Наступательный ресурс ударных армейских группировок был израсходован. Войска устали. Взять такой крупный город, как Варшава, превращённый немцами в мощнейшую крепость с разветвлённой системой обороны, охватывающей ближние и дальние окрестности, — такая задача оказалась для войск 1-го Белорусского фронта просто непосильной. Опыт взятия и зачистки крупных городов Рокоссовский и его штаб имели немалый, вспомнить хотя бы Сталинград. Но там была принципиально иная ситуация: полное окружение частично деморализованных войск, угнетаемых холодом, голодным пайком и неизвестностью. Восстание в Варшаве наступавшим ни сил, ни средств не прибавляло. Повстанцы на контакт ни со штабом фронта, ни со штабами армий не шли.
В один из дней августа Рокоссовский приехал на передовой наблюдательный пункт 2-й танковой армии. НП генерала Радзиевского был устроен на высокой заводской трубе. С неё и без стереотрубы и бинокля Варшава была как на ладони. Город горел. На улицах шли бои.
26 августа 1944 года в Люблине Рокоссовский в беседе с английским журналистом Александром Вертом по поводу происходящего в Варшаве сказал: «Бур-Коморовский вместе со своими приспешниками ввалился сюда, как рыжий в цирке — как тот клоун, что появляется на арене в самый неподходящий момент и оказывается завёрнутым в ковёр… Если бы здесь речь шла всего-навсего о клоунаде, это не имело бы никакого значения, но речь идёт о политической авантюре, и авантюра эта будет стоить Польше сотни тысяч жизней. Это ужасающая трагедия, и сейчас всю вину за неё пытаются переложить на нас. Мне больно думать о тысячах и тысячах людей, погибших в нашей борьбе за освобождение Польши. Неужели же вы считаете, что мы не взяли бы Варшаву, если бы были в состоянии это сделать? Сама мысль о том, будто мы в некотором смысле боимся Армии Крайовой, нелепа до идиотизма».
Это сказано в самый разгар боёв, в известном смысле в пылу, и потому, как мне кажется, заслуживает особого внимания и доверия.
Заграничный поход Красной армии начинался более чем сложно. Мало того что растягивались коммуникации и надо было постоянно подтягивать тылы, но и базы приходилось устраивать в незнакомой местности, где действовали оставленные абвером агенты, диверсанты, разведчики, а также группы и целые формирования, которые к Красной армии относились враждебно: украинские и белорусские националистические формирования, остатки бригады Каминского, всякого рода «бандеровцы», «мельниковцы», «бульбовцы». Немцы, уходя, оставили им достаточные арсеналы оружия и боеприпасов, снаряжение, продовольствие.
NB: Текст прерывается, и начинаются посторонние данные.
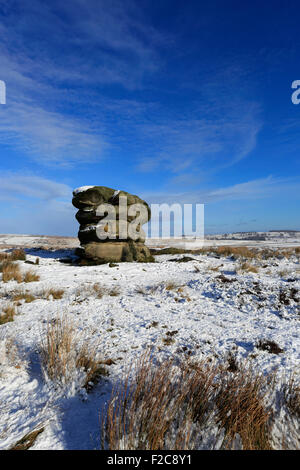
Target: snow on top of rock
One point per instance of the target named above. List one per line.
(82, 189)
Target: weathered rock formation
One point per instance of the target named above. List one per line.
(111, 225)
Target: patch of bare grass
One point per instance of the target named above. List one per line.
(170, 407)
(66, 357)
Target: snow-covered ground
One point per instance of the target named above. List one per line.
(214, 313)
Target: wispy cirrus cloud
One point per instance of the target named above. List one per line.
(223, 140)
(53, 70)
(250, 190)
(15, 186)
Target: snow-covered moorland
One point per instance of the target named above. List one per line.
(189, 307)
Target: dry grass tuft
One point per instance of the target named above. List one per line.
(171, 285)
(64, 357)
(18, 254)
(241, 409)
(11, 272)
(292, 395)
(23, 296)
(14, 255)
(7, 314)
(247, 267)
(170, 407)
(28, 440)
(30, 276)
(100, 291)
(56, 294)
(269, 346)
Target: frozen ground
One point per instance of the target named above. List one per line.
(214, 313)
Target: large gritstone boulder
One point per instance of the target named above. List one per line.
(111, 224)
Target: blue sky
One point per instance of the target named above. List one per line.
(177, 101)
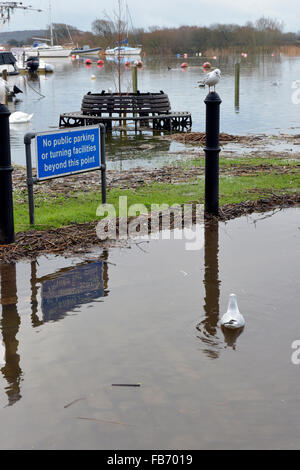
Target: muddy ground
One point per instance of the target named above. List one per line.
(78, 238)
(237, 147)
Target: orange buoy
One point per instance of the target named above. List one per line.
(138, 63)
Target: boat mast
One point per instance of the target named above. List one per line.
(119, 48)
(51, 25)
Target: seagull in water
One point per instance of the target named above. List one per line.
(211, 79)
(233, 319)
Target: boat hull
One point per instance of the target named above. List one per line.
(84, 52)
(49, 52)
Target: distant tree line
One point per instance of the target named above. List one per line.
(265, 32)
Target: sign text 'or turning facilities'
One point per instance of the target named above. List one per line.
(62, 153)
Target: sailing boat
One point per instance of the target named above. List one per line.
(123, 48)
(42, 49)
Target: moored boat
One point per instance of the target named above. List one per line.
(86, 50)
(8, 62)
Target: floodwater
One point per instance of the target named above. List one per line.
(149, 314)
(265, 106)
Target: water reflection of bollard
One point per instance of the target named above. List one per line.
(212, 151)
(134, 79)
(237, 87)
(7, 234)
(4, 76)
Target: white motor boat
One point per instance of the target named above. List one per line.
(44, 50)
(124, 51)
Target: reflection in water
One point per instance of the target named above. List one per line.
(9, 326)
(61, 293)
(208, 328)
(231, 336)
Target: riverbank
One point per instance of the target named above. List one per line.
(66, 208)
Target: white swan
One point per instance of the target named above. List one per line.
(233, 319)
(19, 118)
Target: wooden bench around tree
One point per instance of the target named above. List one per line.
(140, 108)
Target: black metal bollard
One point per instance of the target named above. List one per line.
(212, 151)
(7, 234)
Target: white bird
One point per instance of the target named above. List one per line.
(4, 90)
(211, 79)
(233, 319)
(19, 118)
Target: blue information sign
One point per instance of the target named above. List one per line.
(65, 152)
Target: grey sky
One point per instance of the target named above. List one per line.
(160, 12)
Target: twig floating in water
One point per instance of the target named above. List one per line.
(126, 385)
(105, 421)
(73, 402)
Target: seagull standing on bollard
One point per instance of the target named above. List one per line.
(211, 79)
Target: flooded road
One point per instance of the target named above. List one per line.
(149, 314)
(266, 87)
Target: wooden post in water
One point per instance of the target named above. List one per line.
(134, 79)
(4, 76)
(237, 86)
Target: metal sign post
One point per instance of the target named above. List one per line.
(212, 150)
(7, 234)
(64, 153)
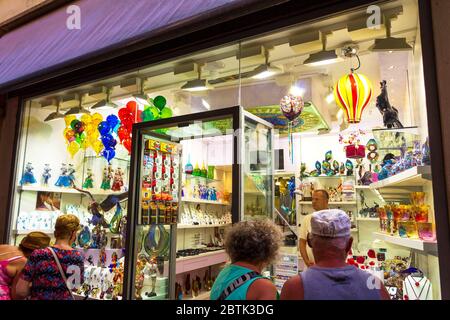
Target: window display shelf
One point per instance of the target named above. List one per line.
(204, 201)
(187, 226)
(368, 219)
(95, 192)
(23, 232)
(186, 264)
(331, 203)
(330, 177)
(417, 244)
(417, 176)
(202, 296)
(203, 179)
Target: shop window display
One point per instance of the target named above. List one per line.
(354, 125)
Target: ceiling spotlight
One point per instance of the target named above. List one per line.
(77, 110)
(330, 98)
(265, 71)
(105, 103)
(141, 97)
(55, 115)
(390, 43)
(206, 104)
(323, 57)
(297, 91)
(197, 84)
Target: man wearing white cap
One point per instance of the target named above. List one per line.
(330, 278)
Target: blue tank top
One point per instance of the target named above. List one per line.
(226, 277)
(346, 283)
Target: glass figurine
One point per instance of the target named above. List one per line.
(107, 175)
(63, 180)
(70, 175)
(118, 180)
(188, 168)
(89, 182)
(28, 176)
(46, 174)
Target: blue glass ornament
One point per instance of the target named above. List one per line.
(104, 128)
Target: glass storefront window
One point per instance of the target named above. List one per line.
(353, 123)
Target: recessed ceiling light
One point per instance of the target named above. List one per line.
(297, 91)
(265, 70)
(77, 110)
(390, 43)
(206, 104)
(323, 57)
(55, 115)
(105, 103)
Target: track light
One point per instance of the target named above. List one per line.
(77, 110)
(55, 115)
(323, 57)
(141, 97)
(197, 84)
(105, 103)
(390, 43)
(265, 71)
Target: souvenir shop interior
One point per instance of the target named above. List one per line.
(332, 104)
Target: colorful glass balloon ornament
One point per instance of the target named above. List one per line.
(106, 129)
(352, 94)
(128, 115)
(291, 106)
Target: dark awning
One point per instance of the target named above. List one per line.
(46, 45)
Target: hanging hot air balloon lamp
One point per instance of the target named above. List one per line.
(353, 91)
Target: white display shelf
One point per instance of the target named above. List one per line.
(330, 177)
(368, 219)
(186, 264)
(283, 173)
(22, 232)
(331, 203)
(187, 226)
(208, 180)
(417, 244)
(37, 188)
(417, 176)
(202, 296)
(204, 201)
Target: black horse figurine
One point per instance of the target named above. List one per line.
(389, 113)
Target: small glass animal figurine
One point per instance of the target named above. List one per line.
(63, 180)
(107, 176)
(28, 176)
(46, 175)
(89, 182)
(118, 180)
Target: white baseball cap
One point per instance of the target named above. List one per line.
(330, 223)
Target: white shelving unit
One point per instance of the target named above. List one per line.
(204, 201)
(184, 226)
(417, 244)
(331, 203)
(37, 188)
(414, 177)
(368, 219)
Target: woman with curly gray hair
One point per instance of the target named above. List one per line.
(252, 246)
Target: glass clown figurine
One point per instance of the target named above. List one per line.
(70, 175)
(63, 179)
(28, 176)
(89, 182)
(46, 175)
(107, 175)
(118, 180)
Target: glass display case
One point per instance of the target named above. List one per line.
(186, 188)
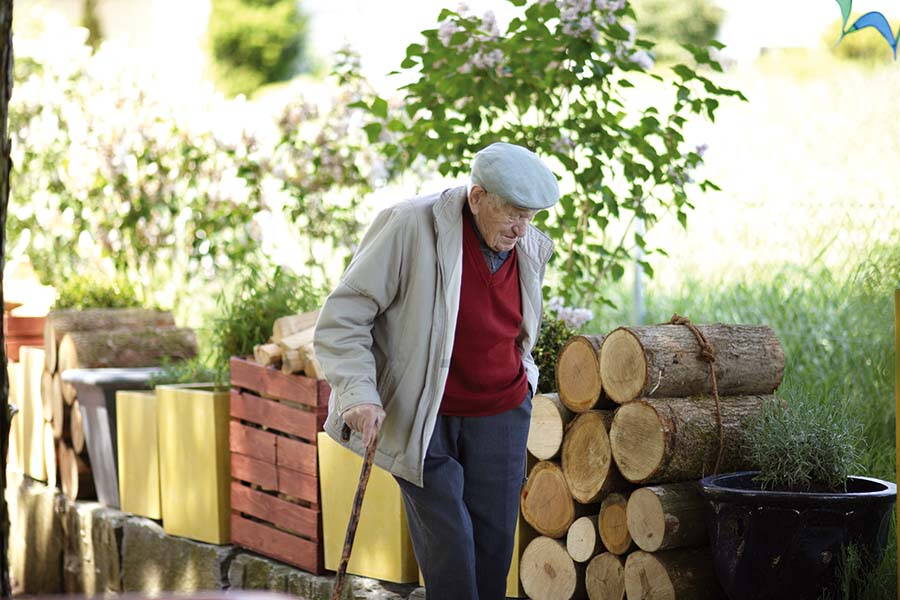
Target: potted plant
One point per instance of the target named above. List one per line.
(784, 531)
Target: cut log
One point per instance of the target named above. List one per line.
(582, 540)
(604, 577)
(664, 440)
(291, 324)
(663, 517)
(578, 372)
(549, 418)
(267, 354)
(586, 457)
(549, 573)
(61, 322)
(613, 524)
(546, 502)
(125, 348)
(661, 361)
(686, 574)
(76, 425)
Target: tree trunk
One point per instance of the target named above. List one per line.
(6, 412)
(664, 440)
(125, 348)
(662, 517)
(661, 361)
(676, 574)
(578, 373)
(613, 524)
(586, 457)
(604, 578)
(582, 540)
(546, 502)
(549, 573)
(61, 322)
(549, 418)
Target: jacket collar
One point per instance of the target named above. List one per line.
(448, 216)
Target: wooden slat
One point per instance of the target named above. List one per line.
(252, 442)
(276, 544)
(273, 383)
(299, 485)
(274, 415)
(254, 471)
(300, 519)
(297, 455)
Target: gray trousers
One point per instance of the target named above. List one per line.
(463, 520)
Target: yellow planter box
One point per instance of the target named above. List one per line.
(138, 449)
(194, 461)
(382, 548)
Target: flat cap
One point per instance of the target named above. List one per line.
(516, 174)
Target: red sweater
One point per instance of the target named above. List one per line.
(486, 373)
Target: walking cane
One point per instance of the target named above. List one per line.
(354, 513)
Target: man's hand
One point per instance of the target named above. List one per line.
(366, 419)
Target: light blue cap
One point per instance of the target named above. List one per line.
(516, 174)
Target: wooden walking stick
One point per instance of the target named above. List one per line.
(354, 513)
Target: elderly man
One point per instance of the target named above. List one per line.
(426, 343)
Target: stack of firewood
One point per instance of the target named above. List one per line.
(620, 449)
(291, 346)
(98, 338)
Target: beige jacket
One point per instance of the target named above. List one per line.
(385, 334)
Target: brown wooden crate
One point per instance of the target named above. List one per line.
(277, 544)
(268, 381)
(304, 521)
(254, 471)
(275, 415)
(252, 442)
(297, 455)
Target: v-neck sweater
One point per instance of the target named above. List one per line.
(486, 375)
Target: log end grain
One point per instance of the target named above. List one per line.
(578, 373)
(638, 441)
(623, 366)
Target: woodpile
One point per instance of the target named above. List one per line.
(97, 338)
(635, 424)
(291, 346)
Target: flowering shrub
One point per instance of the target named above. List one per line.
(556, 82)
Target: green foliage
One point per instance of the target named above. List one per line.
(864, 46)
(805, 442)
(555, 82)
(254, 42)
(245, 315)
(553, 335)
(672, 24)
(88, 290)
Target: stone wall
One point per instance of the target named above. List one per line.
(59, 546)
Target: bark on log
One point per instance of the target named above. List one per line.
(604, 577)
(549, 573)
(661, 361)
(290, 324)
(125, 348)
(613, 524)
(586, 457)
(546, 502)
(686, 574)
(549, 418)
(664, 440)
(582, 539)
(663, 517)
(61, 322)
(578, 373)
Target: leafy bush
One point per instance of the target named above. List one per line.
(254, 42)
(555, 82)
(91, 291)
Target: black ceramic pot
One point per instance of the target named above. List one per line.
(770, 545)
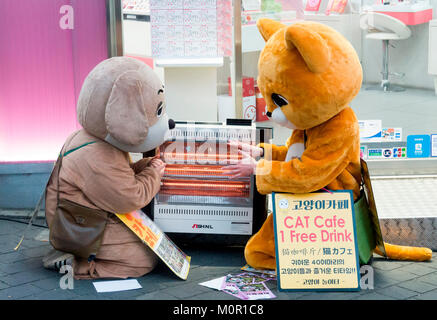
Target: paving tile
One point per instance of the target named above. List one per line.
(430, 278)
(157, 295)
(19, 292)
(418, 286)
(397, 292)
(56, 294)
(12, 257)
(331, 296)
(418, 269)
(386, 265)
(47, 284)
(373, 296)
(213, 295)
(400, 275)
(89, 297)
(20, 266)
(27, 276)
(431, 295)
(186, 291)
(3, 285)
(36, 252)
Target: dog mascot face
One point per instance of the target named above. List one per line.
(122, 102)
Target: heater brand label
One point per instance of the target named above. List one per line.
(202, 226)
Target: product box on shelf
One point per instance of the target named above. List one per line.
(248, 86)
(260, 106)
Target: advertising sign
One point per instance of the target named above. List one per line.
(315, 237)
(158, 241)
(418, 146)
(434, 145)
(370, 130)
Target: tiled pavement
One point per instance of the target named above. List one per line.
(23, 277)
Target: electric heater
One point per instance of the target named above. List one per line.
(198, 195)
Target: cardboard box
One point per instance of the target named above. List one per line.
(260, 106)
(248, 86)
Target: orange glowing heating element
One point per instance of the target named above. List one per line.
(195, 170)
(205, 152)
(206, 188)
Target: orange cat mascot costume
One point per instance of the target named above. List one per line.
(308, 74)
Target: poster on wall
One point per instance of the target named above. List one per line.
(315, 240)
(434, 145)
(370, 130)
(418, 146)
(391, 134)
(199, 28)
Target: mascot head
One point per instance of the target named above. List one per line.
(122, 102)
(308, 73)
В лесах и горах были оборудованы базы, схроны. Как только Красная армия заняла западные области Украины и Белоруссии, националистические батальоны (курени) начали активно действовать по тылам советских войск — на дорогах, в населённых пунктах, на станциях и даже в городах.
В этот день авангарды 3-го Украинского фронта вступили в Болгарию.
Начался заграничный поход Красной армии. Самое ожесточённое сопротивление наши войска встретили в Восточной Пруссии и Польше.
Ночами самолёты По-2 начали сбрасывать в расположение повстанцев контейнеры с медикаментами, оружием, боеприпасами и продовольствием. До 2 октября, когда восстание капитулировало немецкому гарнизону, наша авиация произвела 4821 самолётовылет. Половина из них — боевые.
Странно вели себя руководители восстания. Казалось бы, овладей мостами, и Красная армия ворвалась бы по ним в Варшаву. Тысячи жизней были бы спасены, а город не подвергся бы таким разрушениям.